The engine does not validate your external wrapper at the time that you set the URL. The forms engine will return the user attempting to fill out your form a 404 Not Found if it does not find the #form-container div in your wrapper. If your server returns something other than your wrapper, such as a 503 Temporarily Unavailable, the form engine will still return a 404 to the user (unless the error your server returns includes the #form-container div in it's HTML).
Potential Methods to Integrate with Cascade
Cascade is a commonly used tool to manage web sites at Northwestern and a good use case for an external wrapper as described above. One approach to integrate the two is the following (assuming you have some generic page components).
Create a new Form Asset metadata set based off of your standard metadata set. Add a new dynamic field, form_url, with label “Online Forms URL” that is text, required, and inline. Add a new dynamic field, base_url, with label “Site URL After Publish” that is text, required, and inline.
Create a new Form Page template based off of your standard template. Add a FORM-BASE region to the top of your <head> and a FORM-EMBED region where you want the form to be embedded.

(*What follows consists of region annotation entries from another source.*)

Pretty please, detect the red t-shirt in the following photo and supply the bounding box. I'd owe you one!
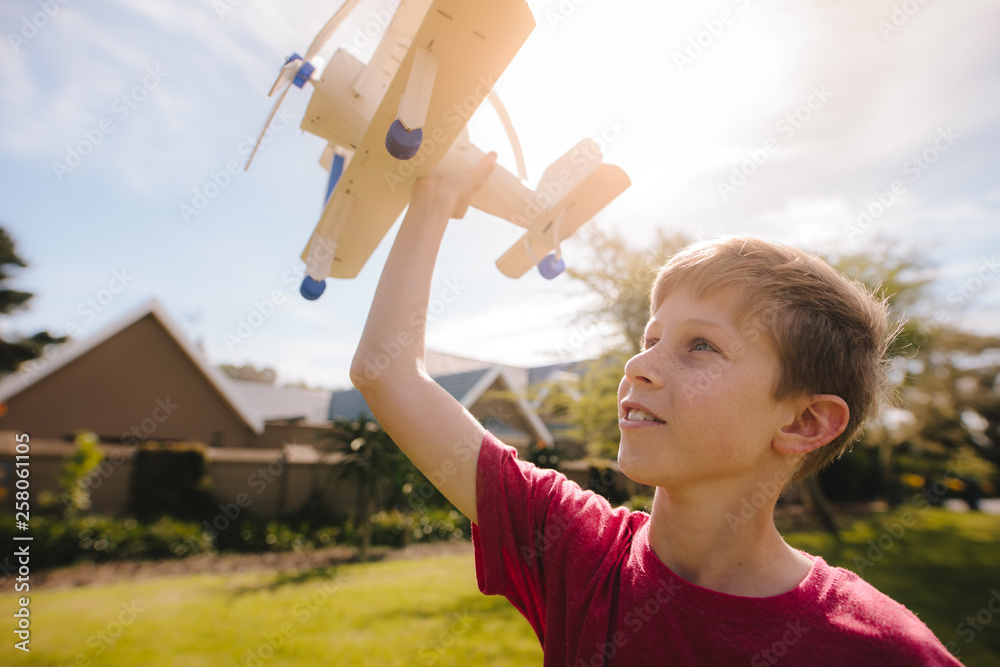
[472,433,960,667]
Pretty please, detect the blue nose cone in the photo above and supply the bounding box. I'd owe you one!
[538,252,566,280]
[299,276,326,301]
[385,118,424,160]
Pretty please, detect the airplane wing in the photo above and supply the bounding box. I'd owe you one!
[302,0,535,278]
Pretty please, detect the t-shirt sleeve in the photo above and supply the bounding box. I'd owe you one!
[472,433,628,643]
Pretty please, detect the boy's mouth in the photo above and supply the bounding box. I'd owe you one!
[625,408,663,424]
[621,403,666,424]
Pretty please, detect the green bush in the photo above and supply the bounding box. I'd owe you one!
[372,509,472,547]
[0,516,212,568]
[129,442,215,522]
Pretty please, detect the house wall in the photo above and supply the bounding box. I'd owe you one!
[0,315,255,447]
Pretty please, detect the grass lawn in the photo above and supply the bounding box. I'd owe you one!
[0,554,542,667]
[0,510,1000,667]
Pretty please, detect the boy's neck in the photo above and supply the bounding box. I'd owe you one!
[649,487,812,597]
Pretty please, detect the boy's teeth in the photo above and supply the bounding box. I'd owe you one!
[628,408,656,422]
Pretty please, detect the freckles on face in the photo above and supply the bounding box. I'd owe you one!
[618,290,778,480]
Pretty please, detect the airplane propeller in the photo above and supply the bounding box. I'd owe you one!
[244,0,361,169]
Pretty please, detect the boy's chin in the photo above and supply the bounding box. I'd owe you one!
[618,445,657,486]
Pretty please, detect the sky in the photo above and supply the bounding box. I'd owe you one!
[0,0,1000,388]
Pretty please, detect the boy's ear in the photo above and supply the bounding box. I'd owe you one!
[773,394,851,454]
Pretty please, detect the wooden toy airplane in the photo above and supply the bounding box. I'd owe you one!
[247,0,630,300]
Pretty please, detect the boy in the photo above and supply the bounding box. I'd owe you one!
[351,153,958,667]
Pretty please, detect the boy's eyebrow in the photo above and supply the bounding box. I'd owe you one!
[643,317,740,337]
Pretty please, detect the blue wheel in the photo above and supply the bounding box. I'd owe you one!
[299,276,326,301]
[538,252,566,280]
[385,118,424,160]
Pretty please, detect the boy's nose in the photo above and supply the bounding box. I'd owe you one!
[625,348,663,388]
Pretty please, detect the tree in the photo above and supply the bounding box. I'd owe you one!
[334,415,405,560]
[0,228,67,374]
[545,228,690,459]
[566,228,691,360]
[219,364,278,384]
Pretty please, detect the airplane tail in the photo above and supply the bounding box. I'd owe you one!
[497,139,631,279]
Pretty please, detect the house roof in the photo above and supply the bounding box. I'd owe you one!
[0,299,264,435]
[226,378,333,423]
[329,365,554,444]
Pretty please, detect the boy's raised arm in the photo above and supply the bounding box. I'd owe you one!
[351,153,496,522]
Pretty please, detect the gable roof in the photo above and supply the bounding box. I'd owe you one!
[329,365,555,445]
[226,377,333,423]
[0,299,264,435]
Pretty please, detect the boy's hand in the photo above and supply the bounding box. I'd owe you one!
[410,151,497,218]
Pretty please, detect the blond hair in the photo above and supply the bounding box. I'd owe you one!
[650,237,895,481]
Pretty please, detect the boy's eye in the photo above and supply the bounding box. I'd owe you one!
[691,338,715,352]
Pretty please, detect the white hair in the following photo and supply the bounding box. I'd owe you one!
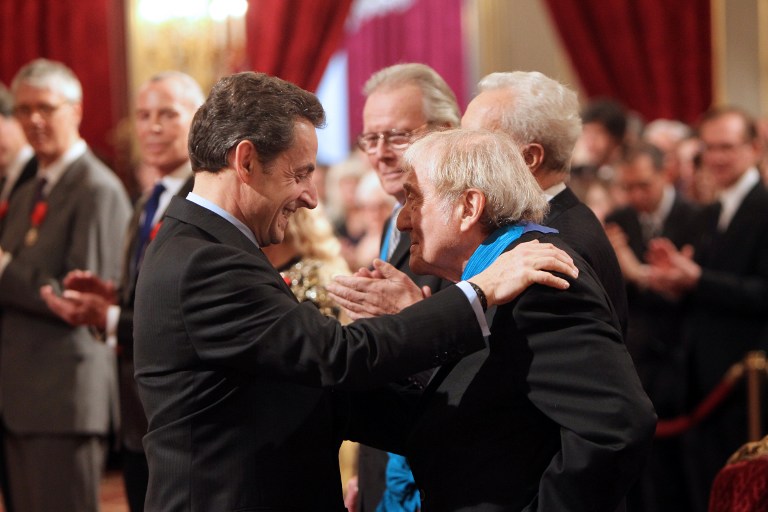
[478,71,581,172]
[403,130,549,230]
[363,63,461,128]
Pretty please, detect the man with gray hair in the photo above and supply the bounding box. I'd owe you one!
[0,84,35,235]
[41,71,205,512]
[0,59,130,512]
[129,72,575,512]
[461,71,628,334]
[350,130,655,512]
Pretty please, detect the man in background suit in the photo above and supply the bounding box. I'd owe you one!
[134,73,575,512]
[461,71,628,334]
[0,80,36,512]
[350,130,655,512]
[345,63,460,512]
[41,71,205,512]
[606,143,696,512]
[648,107,768,510]
[0,59,130,512]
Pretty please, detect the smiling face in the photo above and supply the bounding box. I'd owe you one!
[136,78,197,175]
[0,114,27,169]
[363,85,427,203]
[14,82,82,166]
[397,162,466,281]
[240,120,317,246]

Putting if you after DEFAULT will allow your users to edit text above the form.
Create a new Form Page configuration set based off of your standard configuration set but linked to the Form Page template
Link the FORM-BASE region to a block that can access the base_url metadata field created above with a format that translates the URL in to a base tag when published (e.g., form-base.xsl)
Create a new Form Page content type based off of the Form Page configuration set and the Form Asset metadata set with your standard data definition
Using the Form Content Type
Create a new asset using your standard page factory
Switch the content type to the new Form Page content type
Provide the value for the Online Forms URL and the Site URL After Publish
Publish your page
You could optionally create a new base asset and asset factory for this content type. This example does not implement that because (a) it is likely to be a rarely used factory and (b) using it properly requires insight in to the forms engine to provide the URL so additional requiring the application of the content type isn't adding much complexity (i.e., everyday editors won't be able to set up the form itself, only a power user can and they can also understand content types).